One person shocked to see inside the British system was Vincenzo Passante. He joined a home treatment team in London after studying psychology in Trieste – only to quit in despair after 18 months. “I thought it was a good chance to put my training into practice but it became a deep ethical issue and I felt it hard to justify my presence,” he said. ‘”In your crisis services you don’t build relationships – you just ask patients basic questions such as ‘do you want to hurt yourself or others’ and if they say yes to these kind of questions, the system locks them up. This undermines any sense of trust and implicitly encourages people not to talk about how they feel.”

Passante said he found the focus entirely on evaluating the danger of patients and that critical discussion within his team was discouraged. “This is a very violent and repressive response. It is a system without hope. In Trieste we understand that madness has a value and humanity beyond danger.”

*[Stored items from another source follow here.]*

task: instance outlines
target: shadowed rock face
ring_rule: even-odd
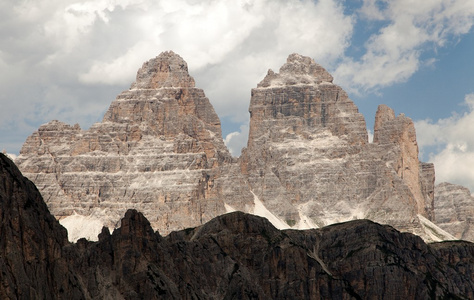
[[[67,243],[35,185],[0,154],[0,298],[55,299],[64,285],[74,293],[77,278],[61,261]]]
[[[427,245],[368,220],[280,231],[242,212],[162,237],[129,210],[112,234],[69,244],[2,154],[0,183],[2,299],[474,297],[469,242]]]
[[[186,62],[164,52],[102,122],[42,125],[16,163],[70,232],[81,217],[98,224],[89,238],[129,208],[164,234],[239,210],[279,228],[367,218],[428,241],[450,238],[425,224],[435,215],[434,166],[418,160],[413,122],[381,105],[369,143],[362,114],[332,81],[298,54],[269,70],[252,89],[248,145],[236,159]]]

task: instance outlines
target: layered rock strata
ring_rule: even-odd
[[[241,169],[282,220],[324,226],[368,218],[426,236],[419,216],[433,216],[434,172],[418,161],[409,118],[380,106],[368,143],[355,104],[326,70],[298,54],[252,90],[249,110]]]
[[[165,52],[102,122],[45,124],[16,163],[73,240],[114,228],[128,208],[164,234],[240,210],[278,228],[368,218],[429,241],[452,238],[431,223],[434,168],[418,160],[413,122],[382,105],[369,143],[363,116],[332,81],[298,54],[270,70],[252,90],[248,145],[235,159],[186,62]]]
[[[435,223],[462,240],[474,241],[474,197],[469,189],[451,183],[435,187]]]
[[[0,154],[2,299],[472,299],[474,245],[368,220],[277,230],[234,212],[163,237],[136,210],[70,244]]]
[[[45,124],[16,163],[57,218],[87,216],[98,224],[94,236],[101,222],[114,228],[129,208],[162,232],[225,212],[214,182],[231,160],[219,118],[186,62],[164,52],[143,64],[102,122],[88,130]]]

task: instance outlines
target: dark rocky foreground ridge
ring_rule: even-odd
[[[97,242],[67,241],[0,154],[1,299],[473,299],[474,244],[426,244],[368,220],[280,231],[234,212],[172,232],[129,210]]]

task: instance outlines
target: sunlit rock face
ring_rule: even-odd
[[[408,117],[381,105],[369,143],[357,106],[298,54],[268,71],[249,111],[248,145],[232,158],[186,62],[164,52],[102,122],[82,130],[51,121],[16,163],[75,238],[115,227],[129,208],[162,234],[240,210],[279,229],[368,218],[429,241],[452,238],[431,223],[434,167],[419,162]]]
[[[231,160],[219,118],[186,62],[164,52],[143,64],[102,122],[88,130],[45,124],[16,163],[59,219],[92,216],[114,227],[137,208],[167,233],[225,211],[215,180]]]
[[[436,185],[435,223],[458,239],[474,241],[474,197],[469,189],[446,182]]]
[[[332,76],[312,59],[288,57],[250,102],[241,169],[260,201],[288,223],[322,226],[369,218],[424,235],[434,173],[420,167],[413,122],[380,106],[374,142]]]

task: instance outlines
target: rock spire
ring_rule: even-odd
[[[131,89],[193,88],[188,64],[173,51],[161,53],[143,64]]]

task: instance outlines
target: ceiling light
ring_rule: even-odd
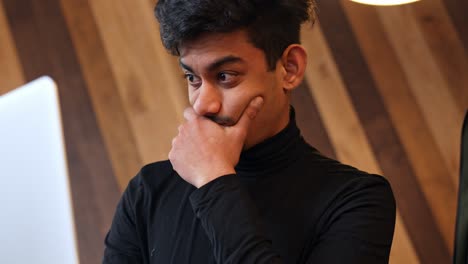
[[[356,3],[366,4],[366,5],[379,5],[379,6],[391,6],[391,5],[403,5],[414,3],[419,0],[351,0]]]

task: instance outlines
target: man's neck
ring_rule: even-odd
[[[248,138],[245,141],[243,151],[248,150],[252,148],[253,146],[257,145],[258,143],[261,143],[277,135],[279,132],[281,132],[283,129],[285,129],[288,126],[289,122],[290,122],[290,109],[288,105],[287,111],[282,111],[279,117],[279,122],[277,122],[277,125],[273,127],[270,131],[267,131],[267,133],[263,135],[254,134],[255,131],[250,132],[250,134],[253,134],[253,136],[251,136],[250,139]]]

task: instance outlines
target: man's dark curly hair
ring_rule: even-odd
[[[269,70],[291,44],[300,43],[300,26],[315,22],[314,0],[159,0],[155,15],[161,39],[173,55],[203,33],[246,29],[264,51]]]

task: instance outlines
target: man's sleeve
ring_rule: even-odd
[[[262,230],[257,208],[237,175],[219,177],[190,195],[216,263],[282,263]]]
[[[381,176],[349,182],[322,216],[307,263],[388,263],[396,204]]]
[[[135,201],[140,194],[140,178],[130,181],[122,195],[107,233],[103,264],[142,263],[142,253],[135,217]]]
[[[343,190],[300,263],[388,263],[395,203],[388,182],[374,177]],[[236,175],[220,177],[190,197],[217,263],[283,263],[266,239],[257,209]],[[285,227],[287,228],[287,227]]]

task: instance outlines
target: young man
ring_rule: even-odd
[[[191,107],[169,160],[125,190],[104,263],[388,262],[389,183],[308,145],[289,104],[313,12],[311,0],[158,2]]]

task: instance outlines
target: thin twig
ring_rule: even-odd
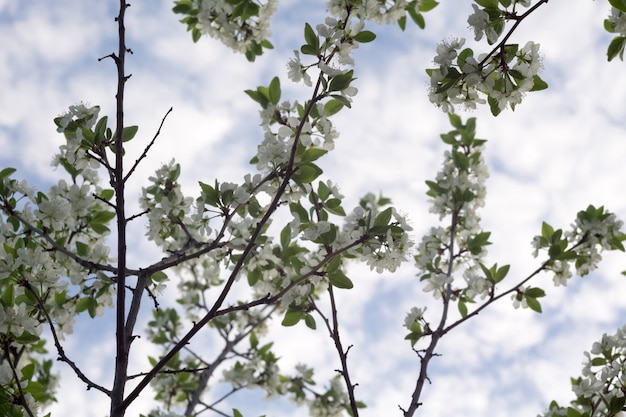
[[[446,276],[448,279],[452,276],[452,268],[454,265],[454,234],[456,233],[456,226],[459,212],[461,211],[461,207],[456,209],[452,213],[452,220],[450,224],[450,243],[448,244],[448,271],[446,272]],[[430,360],[435,356],[435,348],[439,343],[439,340],[444,335],[444,329],[446,325],[446,320],[448,319],[448,307],[450,303],[450,297],[452,295],[452,287],[451,283],[448,282],[446,285],[446,290],[443,295],[443,311],[441,313],[441,319],[439,321],[439,325],[437,329],[431,334],[430,343],[428,347],[424,351],[424,355],[420,356],[420,372],[415,383],[415,389],[413,390],[413,394],[411,395],[411,403],[407,410],[402,410],[404,417],[412,417],[417,409],[421,406],[420,397],[422,395],[422,390],[424,389],[424,384],[428,379],[428,365]]]
[[[35,415],[33,414],[33,411],[30,409],[30,407],[28,406],[28,403],[26,402],[24,389],[22,388],[20,377],[17,374],[17,369],[15,369],[15,364],[13,363],[13,361],[11,361],[11,359],[8,356],[9,355],[7,354],[7,362],[9,362],[9,367],[11,368],[11,373],[13,374],[13,380],[15,381],[15,385],[17,385],[17,392],[19,394],[19,401],[20,401],[19,405],[22,406],[24,410],[26,410],[26,412],[28,413],[30,417],[35,417]]]
[[[15,217],[20,223],[22,223],[28,230],[30,230],[31,232],[36,233],[37,235],[41,236],[46,242],[48,242],[51,246],[51,249],[62,253],[63,255],[67,256],[68,258],[73,259],[77,264],[79,264],[80,266],[86,268],[89,271],[107,271],[107,272],[111,272],[113,274],[117,274],[117,268],[111,266],[111,265],[104,265],[104,264],[99,264],[96,262],[92,262],[92,261],[88,261],[86,259],[81,258],[80,256],[78,256],[76,253],[66,249],[65,247],[59,245],[47,232],[45,232],[44,230],[39,229],[38,227],[34,226],[33,224],[31,224],[28,220],[26,220],[24,217],[22,217],[20,214],[18,214],[17,212],[15,212],[13,209],[11,209],[10,207],[2,207],[9,216]]]
[[[76,376],[83,381],[85,384],[87,384],[87,389],[91,389],[91,388],[95,388],[98,391],[101,391],[103,393],[105,393],[108,396],[111,396],[111,392],[109,390],[107,390],[106,388],[104,388],[101,385],[98,385],[96,383],[94,383],[92,380],[90,380],[81,370],[80,368],[76,365],[76,363],[72,360],[70,360],[70,358],[68,358],[68,356],[65,354],[65,350],[63,349],[63,346],[61,345],[61,342],[59,340],[59,337],[57,335],[56,329],[54,327],[54,322],[52,321],[52,318],[50,317],[50,314],[48,314],[48,310],[46,309],[46,306],[43,304],[43,302],[41,301],[41,298],[39,297],[39,295],[37,294],[37,292],[34,290],[34,288],[32,287],[32,285],[30,284],[30,282],[23,280],[21,282],[21,284],[24,286],[24,288],[26,288],[31,294],[32,296],[35,298],[35,301],[37,302],[37,306],[39,307],[39,311],[41,311],[41,313],[44,315],[44,317],[46,318],[46,322],[48,323],[48,327],[50,328],[50,333],[52,333],[52,339],[54,340],[54,346],[57,348],[57,353],[59,354],[59,357],[57,358],[57,360],[62,361],[67,363],[70,368],[72,368],[72,370],[74,371],[74,373],[76,374]]]
[[[173,107],[170,107],[170,109],[167,111],[167,113],[165,113],[165,116],[163,116],[163,119],[161,119],[161,124],[159,125],[159,128],[157,129],[156,133],[154,134],[154,137],[152,138],[152,140],[150,141],[150,143],[148,144],[148,146],[146,146],[146,148],[143,150],[143,153],[141,154],[141,156],[139,158],[137,158],[137,160],[135,161],[135,163],[133,164],[133,166],[130,168],[130,170],[128,171],[128,173],[126,174],[126,176],[124,177],[124,182],[126,182],[131,175],[133,175],[133,172],[135,172],[135,169],[137,168],[137,166],[139,165],[139,163],[146,157],[148,156],[148,151],[150,150],[150,148],[152,147],[152,145],[154,145],[154,142],[156,141],[157,137],[159,137],[159,135],[161,134],[161,128],[163,127],[163,123],[165,123],[165,119],[167,118],[167,116],[172,112],[172,110],[174,110]]]
[[[485,55],[485,58],[483,58],[482,61],[480,61],[478,63],[478,67],[479,68],[482,67],[485,64],[485,62],[487,62],[487,60],[489,58],[491,58],[491,56],[493,54],[495,54],[499,49],[504,48],[504,44],[506,43],[507,40],[509,40],[511,35],[513,35],[513,32],[515,32],[515,30],[520,25],[520,23],[522,23],[522,21],[524,19],[526,19],[526,17],[528,17],[528,15],[530,15],[532,12],[537,10],[537,8],[539,8],[539,6],[541,6],[542,4],[547,4],[548,1],[549,0],[540,0],[538,3],[536,3],[530,9],[528,9],[524,14],[522,14],[517,19],[515,19],[515,23],[513,23],[513,26],[511,26],[511,29],[509,29],[509,31],[506,33],[506,35],[504,35],[502,40],[500,42],[498,42],[498,44],[491,50],[491,52],[489,52],[487,55]]]

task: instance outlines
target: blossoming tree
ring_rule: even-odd
[[[339,133],[333,116],[351,107],[358,69],[353,50],[374,42],[371,22],[408,22],[424,28],[424,14],[434,0],[332,0],[324,22],[304,24],[304,38],[287,63],[291,82],[303,83],[303,101],[285,98],[280,80],[249,89],[260,107],[263,139],[251,160],[254,171],[239,183],[199,181],[200,194],[184,195],[181,169],[172,161],[145,184],[139,212],[129,212],[127,181],[160,135],[160,128],[138,156],[126,145],[137,126],[125,123],[124,92],[130,76],[126,58],[125,1],[116,17],[119,48],[101,60],[117,68],[116,114],[109,120],[98,106],[76,104],[54,119],[64,143],[54,165],[67,173],[47,193],[0,170],[0,410],[7,416],[35,416],[55,393],[46,339],[85,387],[110,399],[109,415],[123,416],[151,385],[155,411],[150,416],[232,415],[227,399],[244,388],[261,388],[270,397],[287,397],[308,407],[311,415],[357,416],[358,381],[350,374],[349,346],[340,332],[337,291],[350,290],[348,262],[364,262],[376,272],[395,271],[414,259],[420,285],[432,294],[437,311],[416,305],[407,312],[406,346],[419,370],[407,387],[403,416],[419,414],[428,367],[438,343],[449,332],[501,299],[514,307],[541,312],[545,292],[534,278],[552,274],[566,285],[574,271],[594,270],[605,250],[624,251],[622,222],[604,207],[589,205],[563,230],[544,223],[532,244],[536,268],[521,280],[506,279],[509,265],[487,264],[490,232],[483,229],[488,169],[484,139],[476,138],[476,120],[463,121],[455,108],[487,104],[494,115],[515,109],[524,95],[543,90],[539,45],[509,43],[513,32],[547,0],[474,0],[468,23],[484,52],[463,48],[463,39],[436,48],[430,77],[430,101],[448,113],[452,129],[441,135],[448,150],[439,172],[427,179],[431,211],[440,224],[417,242],[409,238],[405,216],[384,196],[367,194],[350,209],[338,186],[323,177],[316,163]],[[608,59],[623,58],[626,2],[609,0],[605,29],[616,36]],[[217,38],[249,61],[272,48],[269,21],[275,0],[178,0],[173,11],[191,32]],[[368,25],[368,29],[365,26]],[[202,40],[204,41],[204,40]],[[161,121],[167,123],[169,112]],[[163,251],[157,262],[129,262],[131,222],[144,221],[146,237]],[[415,246],[414,251],[410,249]],[[175,279],[173,279],[176,277]],[[176,305],[160,304],[164,291],[176,291]],[[89,370],[66,354],[79,314],[94,320],[104,309],[116,312],[114,380],[95,382]],[[131,374],[129,361],[141,314],[151,314],[143,333],[160,350],[150,367]],[[337,377],[318,388],[314,369],[303,362],[281,369],[268,340],[271,318],[282,326],[304,325],[327,332],[337,355]],[[44,335],[44,330],[49,337]],[[194,344],[201,336],[221,341],[205,356]],[[553,402],[544,416],[616,416],[625,410],[626,328],[603,336],[586,354],[580,378],[573,380],[576,399]],[[219,372],[219,373],[218,373]],[[222,375],[229,387],[208,400],[209,381]]]

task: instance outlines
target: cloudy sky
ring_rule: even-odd
[[[52,119],[79,101],[100,105],[101,115],[112,118],[115,68],[111,60],[97,58],[115,50],[116,3],[0,0],[0,168],[18,168],[18,177],[45,190],[61,176],[50,167],[62,139]],[[425,31],[369,27],[378,39],[355,54],[359,94],[353,108],[336,118],[341,136],[321,164],[346,195],[345,207],[368,191],[383,192],[409,215],[416,240],[437,221],[428,214],[424,180],[435,175],[444,150],[439,133],[449,130],[447,116],[428,101],[424,69],[442,39],[473,37],[466,23],[472,2],[442,3],[426,15]],[[140,126],[129,153],[138,154],[174,108],[130,185],[134,195],[150,172],[172,157],[183,166],[190,195],[198,180],[238,181],[251,172],[247,161],[262,133],[258,108],[243,90],[279,75],[283,98],[305,100],[307,90],[288,82],[286,63],[303,43],[304,22],[315,26],[325,13],[321,0],[281,1],[272,21],[276,49],[251,64],[209,38],[193,44],[170,12],[172,4],[132,2],[127,13],[134,54],[127,61],[133,75],[126,120]],[[565,228],[590,203],[626,218],[625,64],[606,62],[607,14],[608,2],[600,0],[543,6],[512,39],[541,44],[542,78],[550,88],[497,118],[486,108],[463,115],[477,117],[478,136],[489,140],[491,176],[482,212],[484,228],[492,231],[488,263],[511,264],[510,285],[539,265],[530,255],[530,241],[543,220]],[[141,231],[130,248],[135,265],[160,257],[142,241]],[[573,278],[567,288],[553,288],[550,277],[540,277],[536,284],[548,291],[542,315],[514,310],[504,300],[446,336],[422,398],[422,415],[534,416],[552,399],[568,401],[569,377],[578,374],[582,352],[626,322],[624,269],[626,257],[611,255],[599,271]],[[422,292],[411,265],[383,275],[354,265],[351,276],[356,287],[341,293],[340,314],[345,343],[354,345],[349,359],[357,396],[369,406],[363,415],[400,415],[398,405],[408,405],[419,365],[402,340],[404,315],[424,305],[434,313],[436,304]],[[97,322],[97,333],[93,321],[79,322],[67,350],[86,373],[108,384],[113,336],[105,320]],[[332,351],[320,348],[328,342],[321,331],[298,326],[274,334],[286,368],[306,360],[319,366],[321,375],[332,375],[337,367]],[[106,414],[103,396],[85,391],[63,366],[59,370],[65,379],[53,415]],[[258,397],[238,407],[245,415],[294,415]],[[145,396],[129,415],[150,406]]]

Britain was once a pioneer in closing down asylums, debating innovative ideas in psychiatry and attempting to end demonisation of mental illness. But as we ratchet up the use of coercion, have we moved a little closer back to those dark days of Bedlam? “If your country does not address fundamental principles you will just keep on expanding those secure units,” said Mezzina. “I am sorry to say this system is a shame in the UK.”

Perhaps we need to learn from Trieste, taste the freedoms of gelato therapy, stop locking up so many people and start remembering this is at heart an issue of profound human rights.